El hombre
de Bogotá
La
policía y el servicio de emergencia no le afectan en absoluto. La voz del
esposo suplicante no produce el efecto esperado. La mujer sigue en la cornisa,
aunque amenaza que no por mucho tiempo más.
Me
imagino que soy yo quien va a tener que disuadirla para que no se tire. Veo la
situación, y sucede de la siguiente manera:
Le cuento
la historia de un hombre de Bogotá. Era un hombre rico, un industrial al que
secuestraron para pedir un rescate. No era un drama televisivo; su mujer no
podía llamar al banco y, en veinticuatro horas, le resultaba imposible
disponer de un millón de dólares. Le llevó meses reunir esa cantidad. El hombre
tenía una afección cardiaca, y los secuestradores tenían que mantenerlo con
vida.
Escuche
esto, le digo a la mujer de la cornisa.
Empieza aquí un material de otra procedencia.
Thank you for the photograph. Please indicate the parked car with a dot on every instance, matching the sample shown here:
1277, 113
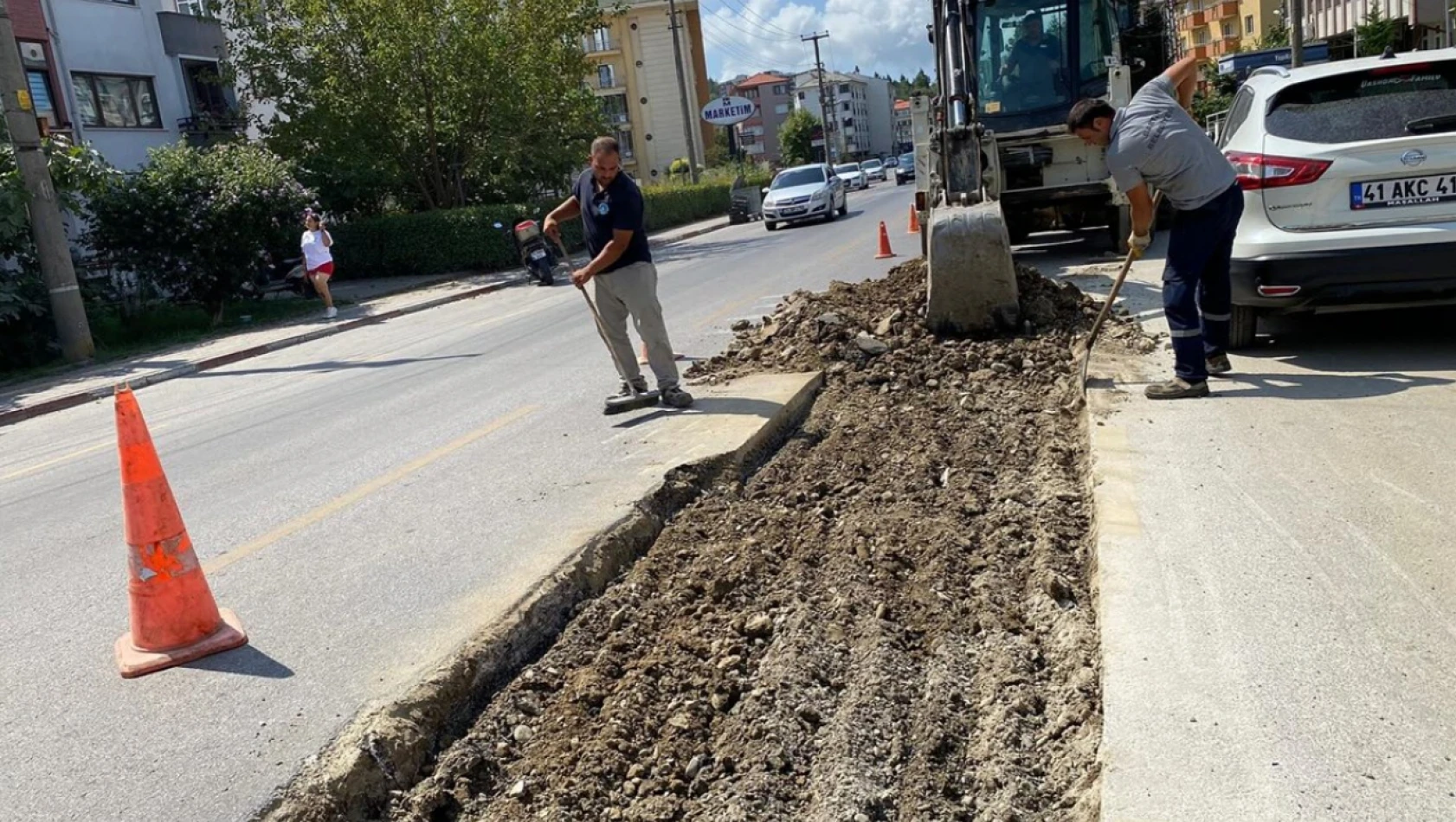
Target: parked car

Sus captores le obligaron a dejar de
fumar, le cambiaron la dieta y le forzaron a hacer gimnasia todos los días. Lo
tuvieron bajo ese régimen durante tres meses.
Cuando se
pagó el rescate y liberaron al hombre, su médico le hizo un chequeo. Comprobó
que el estado de salud del hombre era excelente. Le digo a la mujer lo que dijo
aquel médico: que el secuestro era lo mejor que podía haberle ocurrido a aquel
hombre.
Quizá no
sea una historia adecuada para que alguien decida bajar de una cornisa. Pero la
cuento con la intención de que la mujer que está subida en la cornisa se haga
una pregunta, la pregunta que se le pasó por la cabeza a aquel hombre de
Bogotá. Se preguntó cómo sabemos que lo que nos ocurre no es bueno.